First, view our two dear granddaughters in North Carolina,


 eating ice cream with their parents at a Brevard Music Center concert on the lawn.


 I must always visit the magical fairyland of the Biltmore,


where even the insects pose.


Then on we drove to Atlanta where the purple and red and pink and white crepe myrtle blooms all summer,


 strange things happen to flora at the  Botanical Gardens,


and a Colorado Springs artist Dale Chihuly contributes his glass sculpture to the fountain (he has no idea we snuck in as well). At least Richard says it's Dale's work.  If I've led you on, I apologize!




We finished with a sobering time at the Martin Luther King exhibit.  This is where he was born.
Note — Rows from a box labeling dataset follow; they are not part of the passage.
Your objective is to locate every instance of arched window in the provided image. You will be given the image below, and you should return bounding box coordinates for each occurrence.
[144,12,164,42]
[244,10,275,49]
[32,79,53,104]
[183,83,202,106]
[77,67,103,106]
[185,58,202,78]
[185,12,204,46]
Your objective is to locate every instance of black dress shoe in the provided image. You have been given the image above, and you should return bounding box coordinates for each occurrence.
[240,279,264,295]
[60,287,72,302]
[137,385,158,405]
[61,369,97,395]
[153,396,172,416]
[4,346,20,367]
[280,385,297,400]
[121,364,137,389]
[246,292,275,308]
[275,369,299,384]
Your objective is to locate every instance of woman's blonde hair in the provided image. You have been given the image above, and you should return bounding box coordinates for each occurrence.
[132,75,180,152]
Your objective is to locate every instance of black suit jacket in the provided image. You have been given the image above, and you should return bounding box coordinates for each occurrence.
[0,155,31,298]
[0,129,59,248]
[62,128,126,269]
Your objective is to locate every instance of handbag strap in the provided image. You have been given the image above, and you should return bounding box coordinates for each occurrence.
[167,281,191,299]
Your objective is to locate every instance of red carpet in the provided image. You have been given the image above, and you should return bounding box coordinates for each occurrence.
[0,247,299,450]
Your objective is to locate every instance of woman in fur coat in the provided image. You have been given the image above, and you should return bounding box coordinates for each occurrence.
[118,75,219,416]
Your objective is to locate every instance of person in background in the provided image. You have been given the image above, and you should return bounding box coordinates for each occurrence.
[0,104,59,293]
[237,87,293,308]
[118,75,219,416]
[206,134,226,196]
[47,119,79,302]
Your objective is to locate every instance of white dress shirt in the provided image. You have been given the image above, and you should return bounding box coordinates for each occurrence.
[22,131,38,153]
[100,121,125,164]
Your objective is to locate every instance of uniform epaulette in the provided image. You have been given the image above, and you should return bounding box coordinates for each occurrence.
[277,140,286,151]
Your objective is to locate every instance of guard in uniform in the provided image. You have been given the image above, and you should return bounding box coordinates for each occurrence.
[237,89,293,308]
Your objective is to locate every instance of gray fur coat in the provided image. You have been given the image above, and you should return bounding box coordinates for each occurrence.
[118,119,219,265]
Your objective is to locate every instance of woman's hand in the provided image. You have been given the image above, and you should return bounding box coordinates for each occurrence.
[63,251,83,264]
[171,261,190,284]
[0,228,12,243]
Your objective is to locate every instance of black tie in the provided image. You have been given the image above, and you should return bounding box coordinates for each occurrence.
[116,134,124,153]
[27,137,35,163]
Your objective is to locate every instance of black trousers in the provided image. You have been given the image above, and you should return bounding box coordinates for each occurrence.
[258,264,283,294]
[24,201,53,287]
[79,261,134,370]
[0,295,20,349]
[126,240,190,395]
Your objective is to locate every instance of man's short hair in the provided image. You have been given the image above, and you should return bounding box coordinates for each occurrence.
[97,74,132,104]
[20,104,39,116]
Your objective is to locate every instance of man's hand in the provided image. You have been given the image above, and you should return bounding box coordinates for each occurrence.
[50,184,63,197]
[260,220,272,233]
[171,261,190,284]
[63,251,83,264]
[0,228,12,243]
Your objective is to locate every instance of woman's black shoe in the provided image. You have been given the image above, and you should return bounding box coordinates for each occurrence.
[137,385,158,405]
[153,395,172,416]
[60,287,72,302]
Don't miss the Ebenezer Baptist Church and the history center just across the street.
I've heard that a picture is worth 1000 words...much easier on the eye than multitudinous print, I think.  Enjoy, yuall!

Wednesday, July 16, 2014

Thru-Hiking





Not 'through hiking' (words I will be happy to hear), but that won't be for another two plus weeks.  My former marathon-national-champion-son is now a hiker encountering weather he never planned on for the middle of July...monsoon season in the Rockies arrived early this year.  Sunshine gone by noon, dark billowing clouds heavy with moisture, lightning, rain, hail and cold have plagued him the last week.  River crossings through fast rushing water, yet scenery so breathtaking even non-believing mortals would be given pause.  The San Juan's loom ahead and more tales to be told next week.  I can't wait!   Psalm 148:7-10 This post from Judy again.

Wednesday, July 9, 2014

Scott's Peregrination


After 7 days and over 120 miles, who looks the worse for wear?  My son's trip over the Colorado Trail is killing me!  

We met him Sunday morning in Copper Mountain and drove to nearby Frisco so he could have a good night's sleep on a real mattress and re-supply food and whatever else necessary for this long 500 mile journey in the Rocky Mountains.  He was exhausted and dehydrated, but gratified.  After a well deserved breakfast of eggs, sausage, challah french toast and cups and cups of hot coffee on the Bread and Salt patio, we found a darling bed and breakfast hotel dating from 1885 and moved into a small but cozy old fashioned room, decorated in flowered and striped wallpaper, antique furniture and old quilts.  He told us stories of thunderstorms, wind and lightning.  Mosquitoes, deer, elk and big horn sheep.  He slept the afternoon away, regaining strength for the next three-quarters of his expedition.  Monday morning after another hearty breakfast, we bid him God-speed until we meet him in another 8 or 9 days. 

I'm a mother...I cried again as he walked up the trail and out of sight.  I'll keep you posted.